Personal information
- Full name: James Patrick Kearney
- Born: 4 July 1893 Geelong, Victoria
- Died: 29 February 1944 (aged 50) Geelong, Victoria
- Original team: Geelong West / St Mary's
- Height: 183 cm (6 ft 0 in)
- Weight: 79 kg (174 lb)

Playing career^{1}
- Years: Club / Games (Goals)
- 1915: Geelong / 16 0(4)
- 1916: Richmond / 07 0(0)
- 1917–1921: Geelong / 56 (13)
- Total:  / 79 (17)
- ^{1} Playing statistics correct to the end of 1921.

Career highlights
- Geelong captain 1918–1919;

= Jim Kearney (Australian footballer) =

Australian rules footballer

James Patrick Kearney (4 July 1893 – 29 February 1944) was an Australian rules football player for Geelong and Richmond in the Victorian Football League (VFL) between 1915 and 1921.

==Family==
One of the five children of the former Geelong (VFA) footballer, Daniel Michael Kearney (1865–1925), and Mary Ellen "Pollie" Kearney (1861–1935), née McCoy, James Patrick Kearney was born at Geelong, Victoria on 4 July 1893. His brother, Daniel Timothy Joseph Kearney (1895–1917), was killed in action, in Belgium, while serving with the First AIF.

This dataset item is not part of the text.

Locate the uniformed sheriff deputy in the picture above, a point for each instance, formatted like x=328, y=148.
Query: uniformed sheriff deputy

He married Elizabeth Mary Lang (1891–1982) in 1918. They had three children; one of whom, Daniel Martin Kearney (1921–1984), played VFL football with both Geelong and North Melbourne.

==Football==
===Geelong (VFL)===
Recruited from Geelong West, he played in 16 matches in 1916.

===Richmond (VFL)===
In 1916 he played in 7 matches for Richmond, including Richmond's Semi-Final loss to Carlton, at the MCG, on 19 August 1916.

===Geelong (VFL)===
He returned to Geelong in 1917, and went on to play another 79 games. He served as Geelong's captain in 1918 and 1919.

==Death==
He died at Geelong on 29 February 1944.